I settled on illuminating the eyes of the Skull Staff, a soulfire flame in the conveniently outstretched hand, and the skull of the skeleton who is mid-reanimation. These areas created a visually pleasing triangle of light when viewed from the front.

The Skull Staff and reanimating skeleton were illuminated followed the techniques described in my LED Eye Lens tutorial, only with skulls rather than space marine helmets. The soulfire flame was created using acrylic gel from Green Stuff World and followed the techniques described in my Simple LED Muzzle Flare tutorial.
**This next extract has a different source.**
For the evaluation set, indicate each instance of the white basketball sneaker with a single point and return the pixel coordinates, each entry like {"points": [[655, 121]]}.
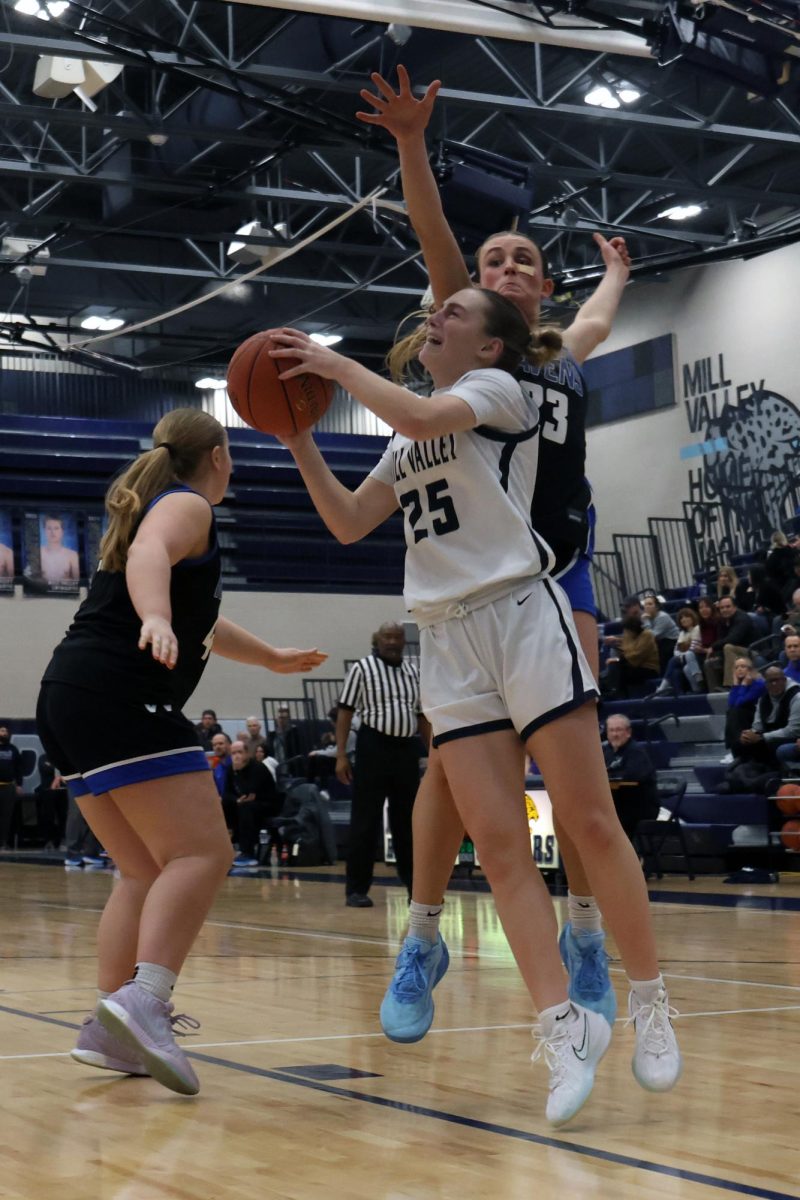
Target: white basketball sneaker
{"points": [[656, 1060], [571, 1048]]}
All three of the LEDs are 3V Green 0805 SMD Chip LEDs with 10 ohm resistors. The three LEDs are connected in parallel with a single CR2032 coin cell battery and switch in the base.

Painting

When deciding on the paint scheme, I decided to stay reasonably close to the box art as I didn’t have an existing army colour palette to match. The purple and black robes were also very evocative of the classic Warhammer Fantasy Necromancer. But I did add a few small twists of my own. In my head canon this is Wilhelm Lichtenfels, a Necromancer I created for a short lived narrative campaign ‘Shadow Over Steepacre’, that I played with with my gaming group back when Age of Sigmar was first released. The Steepacre town heraldry was white and green, which is reproduced in the skeleton’s shield. I’ve made previous versions of Wilhelm, and each version becomes a little more corrupted (and a little more buff).

R.I.P? More like ripped! Am I right, ladies?!

Helga Stormglad, Steepacre resident (burned as witch)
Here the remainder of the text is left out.